New requirement in the state of Saxony-Anhalt to achieve German nationality: recognize Israel’s right to exist


Updated

“I expressly recognize the special German responsibility for the State of Israel and Israel’s right to exist and condemn any anti-Semitic attempts.”

View of Magdeburg, capital of Saxony-Anhalt.
View of Magdeburg, capital of Saxony-Anhalt.Olivier Cleynen/CC

The German state of Saxony-Anhalt, governed by conservatives (CDU), social democrats (SPD) and liberals (FPD), has added with immediate effect a requirement to those already established for the granting of the German nationality: recognize Israel’s right to exist.

This has been stipulated by the Magdeburg Ministry of the Interior in a decree addressed to the administrative districts and independent cities of the Land. The Minister of the Interior, Tamara Zieschang, thus collects a suggestion formulated by the CDU presidentFriedrich Merz, after the Hamas attacks in Israel last October, and for which he had been criticized.

Among those who criticized him was the Federal Ministry of the Interiorled by the SPD, and the SPD parliamentary group in the Bundestagbecause they consider that the idea It is not necessary given the planned reform of the citizenship law. This reform considers that acts motivated by anti-Semitism, racism, xenophobia or other misanthropic behavior are incompatible with the guarantee of human dignity of the Basic Law and violate the free democratic basic order. “Therefore, such acts preclude naturalization,” the Social Democrats argued.

In Saxony-Anhalt, however, they have decided to act. The authorities will now also have to comply with the special decree issued by the State Ministry of the Interior and Sports on November 29, 2023. Persons seeking German nationality must acknowledge in writing the special German responsibility towards the State of Israel and Israel’s right to exist. The decree recommends that local authorities in Saxony-Anhalt require the following declaration from applicants:

“I expressly recognize the special German responsibility for the State of Israel and the right of Israel to exist and condemn any anti-Semitic attempts. I do not pursue and have not pursued efforts directed against the right of the State of Israel to exist.”

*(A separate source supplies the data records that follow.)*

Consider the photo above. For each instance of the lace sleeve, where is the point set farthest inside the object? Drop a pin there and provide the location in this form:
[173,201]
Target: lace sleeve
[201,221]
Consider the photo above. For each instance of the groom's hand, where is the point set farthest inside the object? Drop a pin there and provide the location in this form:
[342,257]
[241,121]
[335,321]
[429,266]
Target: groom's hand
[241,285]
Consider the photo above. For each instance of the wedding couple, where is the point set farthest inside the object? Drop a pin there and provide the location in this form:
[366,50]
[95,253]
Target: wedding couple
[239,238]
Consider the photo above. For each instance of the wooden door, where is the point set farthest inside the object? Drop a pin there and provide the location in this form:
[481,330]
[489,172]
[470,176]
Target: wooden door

Article 16 of the German Citizenship Act already stipulates that the naturalization certificate can only be issued if a “solemn commitment” to Germany is first made: “I solemnly declare that I will respect the Basic Law and the laws of the Federal Republic of Germany and “I will refrain from doing anything that could harm her.”

It seems that Saxony-Anhalt is no longer satisfied with this. Commitment to Israel’s right to exist has become a prerequisite for obtaining German citizenship. After all, This is the raison d’être of the German State, states the decree. Therefore, in the future, applicants will need to confirm in writing immediately before naturalization that they recognize Israel’s right to exist and also condemn any efforts directed against the existence of the State of Israel.

If naturalization applicants refuse to make this declaration, the certificate cannot be issued to them and their application will be rejected.

Denial if there are anti-Semitic attitudes

“The security of Israel and the protection of Jewish life in Germany is a German reason of state and a shared obligation. Whoever comes to our country and seeks protection here must recognize this without ifs and buts. Whoever wants to obtain German citizenship must recognize this obligation and Israel’s right to exist,” explained Zieschang, a member of the CDU.

According to the minister, “the naturalization exams should also be completed with questions about the special responsibility of Jewish life in Germany and Israel’s right to exist. Naturalization should be denied in case of anti-Semitic attitudes.”

The president of the German-Israeli Society and former Green Party politician, Volker Beck, expressed his sympathy for the Magdeburg decree: “A compromise of this kind allows in the future to revoke naturalization in case of fraudulent deception. A rejection of anti-Semitism and an affirmation of the security and existence of Israel makes perfect sense,” she maintains.

In fact, the Saxon decree also stipulates that the revocation of naturalization must be examined “if it is subsequently proven that the naturalized person made the declaration under fraudulent deception.” However, Beck also noted that he was not convinced by the decree’s specific confession formula: “It’s too focused on day-to-day politics.”

While Saxony-Anhalt will in future focus on the internal attitude of naturalization applicants, Federal Minister of Justice Marco Buschmann (FDP) recently announced that more account would also be taken of the antisemitic behavior within the framework of the next reform of the citizenship law.

In the future, naturalization authorities will have to investigate even minor crimes, such as insults, to determine whether the acts were committed for anti-Semitic motives. “If a judge determines that there are anti-Semitic motives, the author will no longer be able to become a German citizen,” Buschmann declared at the end of October.